Nicholas Schorsch’s former real estate investment trust (REIT) American Realty Capital Properties Inc. (ARCP) has arrived at a $1B settlement with investors who sued over the company’s accounting scandal that led to inflated financial results five years ago. Now called Vereit, the REIT will pay $738.5M of the class action securities fraud settlement, while Schorsch’s American Realty Capital (AR Capital) will pay $225M. American Realty Capital Property’s ex-CFO Brian Block will pay $12.5M of the settlement. Meantime, Grant Thornton, the firm’s auditor during the period of the scandal, will pay $49M.

American Realty Capital Properties admitted to a $23M accounting error in late 2014. After ARCP restated its financials, investors sold their shares, causing a $3B drop in the REIT’s value. At one point, ARCP held $20B in assets.

Investors sued, accusing the REIT of incorrectly stating financials so as to spur acquisitions and inflate financial results. Two years ago, Block pleaded guilty to securities fraud related to the accounting misstatements.

A $60M settlement has been reached between The US Securities and Exchange Commission (SEC) and AR Capital, the real estate investment trust (REIT) manager’s founder Nicholas Schorsch, and American Realty Capital Properties Inc. (ARCP) ex-CFO Brian Block. The three of them are accused of “wrongfully obtaining” millions of dollars related to two mergers involving REITS that AR Capital managed and sponsored.

According to the regulator’s complaint, between the latter part of 2012 and the beginning of 2014, AR Capital took steps so that ARCP, a publicly traded REIT, would merge with American Realty Capital Trust III and American Realty Capital Trust IV, two non-traded REITS that were publicly held. Schorsch was the principal owner and CEO of all three REITs during the time of the merger, while Block was the CFO and a minority shareholder.

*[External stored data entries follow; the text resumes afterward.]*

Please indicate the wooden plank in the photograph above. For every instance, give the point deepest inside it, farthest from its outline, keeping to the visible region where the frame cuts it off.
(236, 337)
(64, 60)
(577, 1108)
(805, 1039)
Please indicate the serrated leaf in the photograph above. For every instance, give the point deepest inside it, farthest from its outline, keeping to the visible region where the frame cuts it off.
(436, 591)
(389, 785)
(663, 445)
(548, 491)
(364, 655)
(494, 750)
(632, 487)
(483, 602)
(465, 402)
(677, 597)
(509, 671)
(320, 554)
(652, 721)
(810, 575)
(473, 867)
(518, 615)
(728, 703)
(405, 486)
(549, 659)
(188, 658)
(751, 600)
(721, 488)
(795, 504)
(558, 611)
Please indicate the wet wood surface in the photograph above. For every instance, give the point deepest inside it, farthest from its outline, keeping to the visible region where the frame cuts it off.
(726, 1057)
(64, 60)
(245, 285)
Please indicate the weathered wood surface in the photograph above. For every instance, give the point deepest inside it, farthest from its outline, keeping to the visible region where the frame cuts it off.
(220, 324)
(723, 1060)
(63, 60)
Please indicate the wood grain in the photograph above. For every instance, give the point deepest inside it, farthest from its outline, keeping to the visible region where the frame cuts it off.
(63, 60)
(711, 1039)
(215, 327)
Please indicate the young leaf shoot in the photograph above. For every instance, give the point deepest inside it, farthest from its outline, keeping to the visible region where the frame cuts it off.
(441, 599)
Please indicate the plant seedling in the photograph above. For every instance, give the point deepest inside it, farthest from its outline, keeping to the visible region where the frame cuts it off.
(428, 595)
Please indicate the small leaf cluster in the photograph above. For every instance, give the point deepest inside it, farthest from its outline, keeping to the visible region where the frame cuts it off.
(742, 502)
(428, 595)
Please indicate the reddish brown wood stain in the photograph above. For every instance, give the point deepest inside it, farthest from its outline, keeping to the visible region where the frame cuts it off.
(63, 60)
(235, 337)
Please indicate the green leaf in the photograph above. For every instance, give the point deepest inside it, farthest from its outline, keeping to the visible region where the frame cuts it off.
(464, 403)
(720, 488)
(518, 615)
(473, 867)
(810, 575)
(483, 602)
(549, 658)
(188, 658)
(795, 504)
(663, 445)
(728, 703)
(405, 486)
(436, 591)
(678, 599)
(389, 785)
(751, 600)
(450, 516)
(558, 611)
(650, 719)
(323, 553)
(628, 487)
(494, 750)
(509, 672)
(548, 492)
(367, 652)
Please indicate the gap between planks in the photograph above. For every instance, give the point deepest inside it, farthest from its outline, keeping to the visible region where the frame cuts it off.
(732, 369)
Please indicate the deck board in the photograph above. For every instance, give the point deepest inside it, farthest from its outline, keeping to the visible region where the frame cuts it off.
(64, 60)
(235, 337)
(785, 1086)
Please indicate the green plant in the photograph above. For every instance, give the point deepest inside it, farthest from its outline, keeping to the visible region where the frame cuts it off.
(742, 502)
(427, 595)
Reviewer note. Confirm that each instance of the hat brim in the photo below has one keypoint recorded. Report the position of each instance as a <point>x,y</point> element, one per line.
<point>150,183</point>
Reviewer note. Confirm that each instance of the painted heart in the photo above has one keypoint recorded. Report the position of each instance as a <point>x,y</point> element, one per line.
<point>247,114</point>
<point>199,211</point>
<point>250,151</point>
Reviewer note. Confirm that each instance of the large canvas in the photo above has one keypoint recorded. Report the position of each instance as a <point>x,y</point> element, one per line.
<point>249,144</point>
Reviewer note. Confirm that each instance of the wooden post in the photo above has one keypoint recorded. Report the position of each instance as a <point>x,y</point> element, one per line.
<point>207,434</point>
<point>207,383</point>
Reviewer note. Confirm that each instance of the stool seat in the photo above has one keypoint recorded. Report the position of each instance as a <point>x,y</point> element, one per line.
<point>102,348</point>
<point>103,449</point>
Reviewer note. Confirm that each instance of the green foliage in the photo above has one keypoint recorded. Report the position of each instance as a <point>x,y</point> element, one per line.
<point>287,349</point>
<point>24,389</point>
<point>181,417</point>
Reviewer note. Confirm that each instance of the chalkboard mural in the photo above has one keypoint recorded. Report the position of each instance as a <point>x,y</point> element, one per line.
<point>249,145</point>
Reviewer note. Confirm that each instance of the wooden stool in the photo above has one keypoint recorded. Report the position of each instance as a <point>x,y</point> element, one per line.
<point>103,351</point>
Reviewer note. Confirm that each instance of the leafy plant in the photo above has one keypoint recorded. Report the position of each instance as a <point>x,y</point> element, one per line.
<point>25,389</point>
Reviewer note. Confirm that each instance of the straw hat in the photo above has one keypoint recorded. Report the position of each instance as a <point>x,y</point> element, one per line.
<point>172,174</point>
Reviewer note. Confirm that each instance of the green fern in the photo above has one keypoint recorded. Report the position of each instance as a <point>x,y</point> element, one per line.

The Commission contends that without their board’s permission, the REIT manager, Schorsch, and Block “inflated an incentive fee” during the mergers, which made it possible for them to get another $2.92M in ARCP operating partnership units as a portion of their “incentive-based” compensation.” The SEC is also accusing the three defendants of “wrongfully obtaining” at least $7.2M in charges that were not supported from the sale and asset purchase agreements that were related to the mergers.